In fact, the struggle that Malayali women have to undergo to lead an independent life is further underlined in K. Saraswathyamma’s Female Intellect (1948). Vilasini is a “self-willed girl who listens to know one”. Forced to abandon her studies due to financial difficulties she trains to be a typist and lands herself a job in a government office. Seeing her outspoken and bold nature some feel she is “a woman with manly qualities”. Even as Vilasini’s friends get married and have children she keeps rejecting suitors, preferring to keep her independence, notwithstanding the several jibes that come her way from even the best of friends. Her friend Vijayalakshmi says: “Tradition, circumstances, social customs, and nature’s secrets have gotten together and the woman’s brain has to surrender before all these….a sharp intellect that helps men to grow and rise up in their profession is not only unnecessary but also a nuisance to women.”

Vilasini is perhaps the closest reflection of K. Saraswathyamma, the self-confident and outspoken writer, who freely interacted with men and chose to remain single. Much ahead of her times, her honest writings were not very well received by women and she was subject to much criticism.

Of course, not all stories in the collection are set in Kerala.

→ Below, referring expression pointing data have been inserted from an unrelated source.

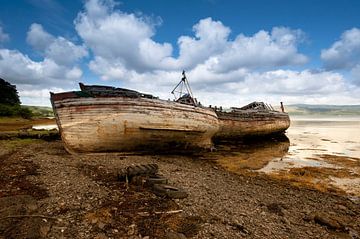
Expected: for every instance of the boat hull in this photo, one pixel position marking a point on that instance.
(251, 123)
(119, 124)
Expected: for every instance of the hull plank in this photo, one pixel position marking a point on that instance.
(106, 124)
(244, 123)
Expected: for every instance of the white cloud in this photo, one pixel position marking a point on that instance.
(27, 71)
(60, 50)
(38, 38)
(3, 36)
(345, 53)
(57, 68)
(264, 49)
(124, 40)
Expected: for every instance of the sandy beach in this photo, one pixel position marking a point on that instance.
(245, 189)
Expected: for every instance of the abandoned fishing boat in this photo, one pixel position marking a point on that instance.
(254, 119)
(105, 119)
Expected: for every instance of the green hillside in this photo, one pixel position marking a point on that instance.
(304, 109)
(40, 111)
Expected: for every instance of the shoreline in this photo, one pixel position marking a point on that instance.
(83, 195)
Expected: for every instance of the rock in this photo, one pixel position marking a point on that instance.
(327, 221)
(174, 235)
(101, 236)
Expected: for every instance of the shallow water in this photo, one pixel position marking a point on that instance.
(314, 143)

Malayali women settled outside the state confront a different set of challenges and perhaps the most compelling representation of them is in N.S. Madhavan’s When Big Trees Fall ‘(1993). Set in the north Indian town of Meerut, Uttar Pradesh, during the anti-Sikh riots of 1984, the story is about a group of nuns led by sister Agatha, who save a young Sikh boy and his mother while the city is burning. Hounded by rioters, Amarjit knocks at the doors of a convent for protection, with her son Joginder Singh, only to emerge two days later, cloaked in another identity to escape the violence.

The other story that highlights the spirit of the non-resident Malayali women is Sarah Thoma’s A Dream from Israel (2001) in which a young Malayali journalist from Mumbai meets a Jewish man at a film festival in Cochin and is intrigued by the story of his aunt’s love for her teacher. In Gita Hiranyan’s Ghaire-Bhaire (1998) and Madhavikutty’s Sandalwood for the Funeral Pyre (2000) the Malayali settled abroad makes fleeting appearances.

Collated and translated by Achamma Chandersekaran, a Malayali settled in Washington, D.C., Daughters of Kerala brings to the fore works of some hitherto un-translated Malayali writers, giving voice to the largely neglected aspects of Malayali womanhood. From the candid doll-maker in Karoor’s Wooden Dolls (1963) to the bitter drug addict Arya in Chandramathy’s Arya Reborn (1993), from the bold Vilasini in K Saraswathyamma’s Female Intellect to the guilty wife in Gita Hiranyan’s Ghaire Bhaire, the collection offers diverse vignettes of Malayali women and the challenges they are confronted with. The translations in themselves maintain the simplistic flavour and spirit of the original short stories giving the reader a glimpse of both the charming and challenging aspects of Malayali life.